= Gabriel Fajardo =

Filipino basketball player

Gabriel Rodriguez Fajardo (March 24, 1917 in Pandacan, Manila – July 19, 2008 in Pasig) was a Filipino basketball player who competed in the 1948 Summer Olympics in London, England.

Fajardo began playing basketball at the Mapa High School at the age of 14. He also played baseball and volleyball. In 1935, he enrolled at the University of Santo Tomas where he finished his commerce studies. He shifted to education and was a member of the 1939 varsity team that won the Big Three (UST, UP and NU) championship. After the end of World War II, he rejoined the UST team in 1947.

Fajardo was named to the Philippine team in the 1948 London Olympics and was so impressive that upon his return, he got the distinction of being the first to be named "Mr. Basketball" by the Philippine Sportswriters Association.

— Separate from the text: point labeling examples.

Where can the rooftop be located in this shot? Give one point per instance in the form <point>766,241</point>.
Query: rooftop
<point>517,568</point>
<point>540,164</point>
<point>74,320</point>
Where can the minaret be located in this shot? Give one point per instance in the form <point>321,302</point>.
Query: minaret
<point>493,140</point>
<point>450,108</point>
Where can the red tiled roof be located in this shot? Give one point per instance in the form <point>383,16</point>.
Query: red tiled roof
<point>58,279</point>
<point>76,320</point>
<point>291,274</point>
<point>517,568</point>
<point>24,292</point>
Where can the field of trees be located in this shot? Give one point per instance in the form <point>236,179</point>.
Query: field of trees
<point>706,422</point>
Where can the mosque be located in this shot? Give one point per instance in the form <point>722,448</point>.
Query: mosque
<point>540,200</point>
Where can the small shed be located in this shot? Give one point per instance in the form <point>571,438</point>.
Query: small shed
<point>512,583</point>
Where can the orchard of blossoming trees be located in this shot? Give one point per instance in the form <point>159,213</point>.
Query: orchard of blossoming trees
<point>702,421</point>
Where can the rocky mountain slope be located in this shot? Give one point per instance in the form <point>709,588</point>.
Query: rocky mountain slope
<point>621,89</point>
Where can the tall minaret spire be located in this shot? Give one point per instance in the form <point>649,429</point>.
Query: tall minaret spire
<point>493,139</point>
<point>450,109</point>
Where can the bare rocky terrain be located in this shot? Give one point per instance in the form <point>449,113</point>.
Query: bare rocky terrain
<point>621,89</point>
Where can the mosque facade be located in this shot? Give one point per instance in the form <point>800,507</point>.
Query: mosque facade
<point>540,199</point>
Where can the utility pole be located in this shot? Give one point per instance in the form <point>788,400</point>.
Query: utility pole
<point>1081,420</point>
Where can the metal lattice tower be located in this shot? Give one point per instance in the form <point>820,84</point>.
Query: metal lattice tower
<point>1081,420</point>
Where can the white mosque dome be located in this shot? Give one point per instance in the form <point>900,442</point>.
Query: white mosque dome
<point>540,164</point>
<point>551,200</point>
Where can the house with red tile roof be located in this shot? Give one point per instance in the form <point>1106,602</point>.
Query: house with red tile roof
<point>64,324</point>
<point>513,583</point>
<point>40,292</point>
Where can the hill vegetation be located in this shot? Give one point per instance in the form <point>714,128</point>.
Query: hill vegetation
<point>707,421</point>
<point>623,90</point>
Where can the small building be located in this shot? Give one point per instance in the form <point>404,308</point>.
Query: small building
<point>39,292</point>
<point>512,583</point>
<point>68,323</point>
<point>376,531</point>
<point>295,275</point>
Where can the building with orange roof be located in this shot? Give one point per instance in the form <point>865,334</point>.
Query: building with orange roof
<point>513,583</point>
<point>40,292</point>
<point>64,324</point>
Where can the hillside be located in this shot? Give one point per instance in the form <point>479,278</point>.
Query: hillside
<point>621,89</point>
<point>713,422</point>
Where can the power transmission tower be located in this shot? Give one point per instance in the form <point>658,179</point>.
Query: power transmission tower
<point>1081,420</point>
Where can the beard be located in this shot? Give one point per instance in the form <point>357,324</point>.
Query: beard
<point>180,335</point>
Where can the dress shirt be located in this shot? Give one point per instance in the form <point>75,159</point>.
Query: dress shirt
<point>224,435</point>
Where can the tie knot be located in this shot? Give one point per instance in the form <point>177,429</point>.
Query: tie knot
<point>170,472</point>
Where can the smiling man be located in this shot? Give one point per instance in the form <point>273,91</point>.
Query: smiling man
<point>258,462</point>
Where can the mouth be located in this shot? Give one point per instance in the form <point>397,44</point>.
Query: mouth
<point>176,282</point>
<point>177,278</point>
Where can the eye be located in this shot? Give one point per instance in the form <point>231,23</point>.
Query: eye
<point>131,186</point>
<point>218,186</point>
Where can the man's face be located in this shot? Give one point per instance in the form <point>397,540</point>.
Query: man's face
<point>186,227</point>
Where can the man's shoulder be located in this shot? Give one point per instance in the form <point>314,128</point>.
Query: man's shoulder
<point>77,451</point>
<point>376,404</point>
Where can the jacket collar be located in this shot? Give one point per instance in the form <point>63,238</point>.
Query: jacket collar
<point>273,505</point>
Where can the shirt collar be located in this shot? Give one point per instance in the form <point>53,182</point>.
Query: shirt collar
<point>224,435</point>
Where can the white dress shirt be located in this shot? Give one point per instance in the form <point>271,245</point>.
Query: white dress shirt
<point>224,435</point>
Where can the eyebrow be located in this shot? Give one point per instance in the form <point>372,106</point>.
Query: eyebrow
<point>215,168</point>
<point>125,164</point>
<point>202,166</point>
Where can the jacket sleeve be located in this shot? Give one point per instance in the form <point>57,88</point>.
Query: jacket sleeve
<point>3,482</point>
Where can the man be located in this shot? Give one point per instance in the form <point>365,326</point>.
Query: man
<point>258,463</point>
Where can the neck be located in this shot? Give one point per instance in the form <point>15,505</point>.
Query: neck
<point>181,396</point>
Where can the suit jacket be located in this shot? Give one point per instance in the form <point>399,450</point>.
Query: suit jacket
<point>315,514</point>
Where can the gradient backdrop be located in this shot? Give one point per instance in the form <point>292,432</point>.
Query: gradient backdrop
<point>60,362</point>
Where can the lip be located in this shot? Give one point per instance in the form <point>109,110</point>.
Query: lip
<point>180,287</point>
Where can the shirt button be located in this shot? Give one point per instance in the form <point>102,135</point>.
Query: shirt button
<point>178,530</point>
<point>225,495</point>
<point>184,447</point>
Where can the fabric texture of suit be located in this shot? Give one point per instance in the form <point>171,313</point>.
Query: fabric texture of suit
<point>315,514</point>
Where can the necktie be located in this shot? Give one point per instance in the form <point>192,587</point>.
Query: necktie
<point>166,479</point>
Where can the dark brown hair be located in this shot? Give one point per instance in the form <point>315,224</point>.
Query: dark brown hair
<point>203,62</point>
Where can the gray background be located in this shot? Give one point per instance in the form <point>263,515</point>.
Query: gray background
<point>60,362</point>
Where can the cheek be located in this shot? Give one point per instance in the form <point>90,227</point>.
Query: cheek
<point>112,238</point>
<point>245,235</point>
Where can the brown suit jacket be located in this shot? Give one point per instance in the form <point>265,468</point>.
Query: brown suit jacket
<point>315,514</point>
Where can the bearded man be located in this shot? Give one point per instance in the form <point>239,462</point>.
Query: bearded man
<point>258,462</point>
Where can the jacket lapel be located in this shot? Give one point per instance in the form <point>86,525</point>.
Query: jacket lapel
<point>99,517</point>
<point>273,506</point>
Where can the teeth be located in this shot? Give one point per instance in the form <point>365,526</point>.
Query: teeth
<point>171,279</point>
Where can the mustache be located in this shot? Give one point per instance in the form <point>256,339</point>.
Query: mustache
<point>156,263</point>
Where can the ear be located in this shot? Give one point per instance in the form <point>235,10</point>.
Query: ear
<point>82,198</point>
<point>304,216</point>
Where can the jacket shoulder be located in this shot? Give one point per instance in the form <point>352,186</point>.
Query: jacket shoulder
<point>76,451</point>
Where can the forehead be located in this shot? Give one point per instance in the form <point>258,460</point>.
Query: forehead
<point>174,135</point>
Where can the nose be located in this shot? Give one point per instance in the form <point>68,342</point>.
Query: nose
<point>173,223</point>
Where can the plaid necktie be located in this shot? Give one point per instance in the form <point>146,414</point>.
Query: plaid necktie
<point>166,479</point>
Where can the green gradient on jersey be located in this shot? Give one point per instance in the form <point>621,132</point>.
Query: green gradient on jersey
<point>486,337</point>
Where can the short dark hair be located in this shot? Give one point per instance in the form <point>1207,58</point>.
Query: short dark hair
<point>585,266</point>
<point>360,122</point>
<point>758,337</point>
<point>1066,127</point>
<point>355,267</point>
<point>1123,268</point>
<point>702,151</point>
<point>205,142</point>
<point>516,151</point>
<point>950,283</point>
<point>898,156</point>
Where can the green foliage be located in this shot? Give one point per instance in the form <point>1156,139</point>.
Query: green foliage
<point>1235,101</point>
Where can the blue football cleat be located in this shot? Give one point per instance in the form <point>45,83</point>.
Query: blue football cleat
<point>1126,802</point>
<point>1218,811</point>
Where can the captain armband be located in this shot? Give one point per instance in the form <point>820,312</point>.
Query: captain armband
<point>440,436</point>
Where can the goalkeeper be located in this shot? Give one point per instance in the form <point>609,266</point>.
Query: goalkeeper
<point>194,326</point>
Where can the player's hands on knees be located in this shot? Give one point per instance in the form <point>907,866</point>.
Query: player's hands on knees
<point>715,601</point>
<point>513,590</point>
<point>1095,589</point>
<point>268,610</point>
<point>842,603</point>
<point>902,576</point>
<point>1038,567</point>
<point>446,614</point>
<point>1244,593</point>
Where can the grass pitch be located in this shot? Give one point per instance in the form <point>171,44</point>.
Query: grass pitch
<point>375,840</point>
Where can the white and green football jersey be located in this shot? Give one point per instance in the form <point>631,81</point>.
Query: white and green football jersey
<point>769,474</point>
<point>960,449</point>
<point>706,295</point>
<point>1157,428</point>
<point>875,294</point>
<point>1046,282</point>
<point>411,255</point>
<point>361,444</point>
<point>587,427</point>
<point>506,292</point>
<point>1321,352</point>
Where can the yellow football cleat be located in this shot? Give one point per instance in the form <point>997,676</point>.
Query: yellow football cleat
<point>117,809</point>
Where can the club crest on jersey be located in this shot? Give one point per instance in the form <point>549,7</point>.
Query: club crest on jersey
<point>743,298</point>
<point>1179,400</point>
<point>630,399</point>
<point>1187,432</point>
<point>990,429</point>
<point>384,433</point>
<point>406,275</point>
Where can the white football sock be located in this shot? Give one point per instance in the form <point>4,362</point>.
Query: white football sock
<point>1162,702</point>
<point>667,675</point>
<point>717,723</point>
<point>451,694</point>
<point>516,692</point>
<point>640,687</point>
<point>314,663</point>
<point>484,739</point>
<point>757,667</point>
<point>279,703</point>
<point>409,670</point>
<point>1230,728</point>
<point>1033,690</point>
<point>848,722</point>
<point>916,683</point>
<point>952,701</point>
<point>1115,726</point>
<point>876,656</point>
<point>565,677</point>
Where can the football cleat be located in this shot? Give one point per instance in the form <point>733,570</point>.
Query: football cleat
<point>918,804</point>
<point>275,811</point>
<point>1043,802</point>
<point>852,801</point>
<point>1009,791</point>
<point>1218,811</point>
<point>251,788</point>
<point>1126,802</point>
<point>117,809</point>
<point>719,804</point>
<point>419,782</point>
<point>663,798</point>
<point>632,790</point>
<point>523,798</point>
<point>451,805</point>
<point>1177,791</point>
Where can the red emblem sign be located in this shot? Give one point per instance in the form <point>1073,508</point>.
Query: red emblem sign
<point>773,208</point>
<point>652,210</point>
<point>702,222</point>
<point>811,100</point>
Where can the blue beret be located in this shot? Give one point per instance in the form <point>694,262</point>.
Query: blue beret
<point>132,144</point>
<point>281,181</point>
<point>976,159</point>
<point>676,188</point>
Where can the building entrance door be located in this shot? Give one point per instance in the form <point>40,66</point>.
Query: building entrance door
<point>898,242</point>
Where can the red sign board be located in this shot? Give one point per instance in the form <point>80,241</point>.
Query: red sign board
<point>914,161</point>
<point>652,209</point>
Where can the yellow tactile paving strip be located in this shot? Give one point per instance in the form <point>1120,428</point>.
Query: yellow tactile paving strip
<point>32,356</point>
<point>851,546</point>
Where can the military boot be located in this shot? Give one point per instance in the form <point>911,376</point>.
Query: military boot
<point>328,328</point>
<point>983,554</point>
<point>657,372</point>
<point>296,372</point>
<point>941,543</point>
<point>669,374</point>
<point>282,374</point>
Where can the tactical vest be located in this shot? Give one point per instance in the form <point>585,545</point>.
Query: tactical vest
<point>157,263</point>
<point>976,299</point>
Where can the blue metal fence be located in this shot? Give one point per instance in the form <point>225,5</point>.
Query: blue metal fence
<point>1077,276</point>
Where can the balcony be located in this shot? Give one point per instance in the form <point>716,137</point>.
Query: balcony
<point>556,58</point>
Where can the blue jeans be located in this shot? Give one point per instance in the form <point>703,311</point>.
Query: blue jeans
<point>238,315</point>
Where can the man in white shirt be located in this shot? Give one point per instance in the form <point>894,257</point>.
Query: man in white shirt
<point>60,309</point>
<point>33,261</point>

In 1949, he joined the PRATA (Philippine Relief and Trade Rehabilitation Administration) team as a playing coach in the MICAA and led his team to the championship. With him were other outstanding players like Florentino Bautista, Nano Tolentino, Baby Dalupan, Ning Ramos and Caloy Loyzaga. In 1952, Fajardo coached the PRISCO (Price Stabilization Corporation) team, successor of the PRATA team, to three titles on the same year - the MICAA, the National Open and the Challenge to Champions.